Publicis and Omnicom, call it all off.



Publicis and Omnicom call it off. The 50:50 mega-merger of 35 billion us dollars announced 9 months ago, is being eh, 'de-coupled'.

The Agencies, which own a large number of established brands in the market, had difficulties in completing transactions in a timely manner (according to an Omnicom statement) and Omnicom have spent circa 48 million usd in the merger thus far. Reading between the lines, they're putting the blame on Publicis.

It also seems that the announcement was communicated initially via Twitter (or it 'leaked') and Clients were not formally informed per se. Rumours abound of rows about key positions (typical merger nonsense) but one wonders why these sorts of issues weren't dealt with pre-merger? Seemingly the CFO position (who'd oversee the merger) was a big issue.

Clearly, knowing both Agencies well, there was always going to be a French Versus American way of doing things and trust me, both are very, very different. The launch photocall (above) with The Eiffel Tower in the background, was the start of the "I am in control here" piece.

Financially too, with savings of "$500 million" touted as a reason from the outset to do the merger, hardly seemed a good enough reason.

It also puts WPP back to top of the heap without the new entity.
And it damages the reputation of both Publicis and Omnicom in not being able to complete this.

At least those "$500 million" in savings won't happen and so those job losses (the savings) are now safer. Apart from that, pretty pathetic.

Tuesday, 6 May 2014

Twitter shares are taking a bath. Negative sentiment.






Twitter continues to take a bath.

More than 120 million shares were traded on Tuesday with a price fall of -18% down to under 32 us dollars a share - an all time low. It's up on the 26 us dollar November IPO price but well down on the post IPO surge of over 70 us dollars.

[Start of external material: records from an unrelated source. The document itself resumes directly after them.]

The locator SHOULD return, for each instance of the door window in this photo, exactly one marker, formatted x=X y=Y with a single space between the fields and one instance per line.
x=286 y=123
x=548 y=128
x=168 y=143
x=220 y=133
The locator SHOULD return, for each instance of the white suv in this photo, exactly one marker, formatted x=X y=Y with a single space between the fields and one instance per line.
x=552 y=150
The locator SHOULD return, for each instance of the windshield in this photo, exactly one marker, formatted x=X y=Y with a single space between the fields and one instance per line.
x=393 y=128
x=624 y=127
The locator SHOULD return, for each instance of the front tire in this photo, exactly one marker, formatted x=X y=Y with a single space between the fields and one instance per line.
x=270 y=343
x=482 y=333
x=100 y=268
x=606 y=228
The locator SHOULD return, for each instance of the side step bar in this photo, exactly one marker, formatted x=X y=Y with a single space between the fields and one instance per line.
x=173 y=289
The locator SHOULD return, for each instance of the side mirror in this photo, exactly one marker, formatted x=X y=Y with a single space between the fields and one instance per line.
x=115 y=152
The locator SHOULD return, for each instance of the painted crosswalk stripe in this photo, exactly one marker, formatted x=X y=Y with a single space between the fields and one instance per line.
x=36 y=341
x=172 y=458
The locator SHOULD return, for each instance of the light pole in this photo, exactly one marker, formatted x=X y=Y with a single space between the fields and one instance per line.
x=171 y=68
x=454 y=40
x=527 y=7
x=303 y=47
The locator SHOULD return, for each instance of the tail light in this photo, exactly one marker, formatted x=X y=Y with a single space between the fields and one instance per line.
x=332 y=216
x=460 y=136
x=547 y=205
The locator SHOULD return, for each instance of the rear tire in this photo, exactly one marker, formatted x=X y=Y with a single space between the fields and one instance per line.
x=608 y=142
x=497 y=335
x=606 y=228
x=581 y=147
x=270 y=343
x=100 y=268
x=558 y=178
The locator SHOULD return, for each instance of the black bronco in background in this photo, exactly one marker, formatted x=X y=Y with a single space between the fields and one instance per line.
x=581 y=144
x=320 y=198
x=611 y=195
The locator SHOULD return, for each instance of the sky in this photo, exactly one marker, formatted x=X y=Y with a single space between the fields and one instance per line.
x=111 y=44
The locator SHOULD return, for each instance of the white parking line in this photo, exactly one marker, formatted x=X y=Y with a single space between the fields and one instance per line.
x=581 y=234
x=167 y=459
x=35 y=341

It's a slide but accentuated this week by the expiration of 'lockups' in shares with 470 million available to come onto the market for the first time.

The co-founders, CEO and large investors have indicated that they'll continue to hold the stock...but for how long? They hold about 205 million shares - leaving circa 265 million available to possibly trade and 120 million were.

Tuesday's volume in traded shares though, is an all time high and indicates large stock offloads. Less that 20% of Twitter shares had been traded to this point.

Twitter are suffering from a general downturn in tech stocks but in particular, it is driven by concerns that Twitter hasn't found a way to generate substantial revenue - yet. And monthly active users are down. Negative sentiment.

That concern is at the core of this. As well as, legal or not, probable market short selling which will in turn create a downward dynamism in the share price.... possibly.

Add to that, those staff holders of shares who have an opportunity to "get rich" following the release of their shares from the lockup, will be nervous of these drops and possibly, look to sell, rather than wait. Further adding to the decline.

Not a good time for Twitter.

But fundamentally it shows that an IPO has benefits especially for tech companies. However, there's also a darkside. It can ruin you.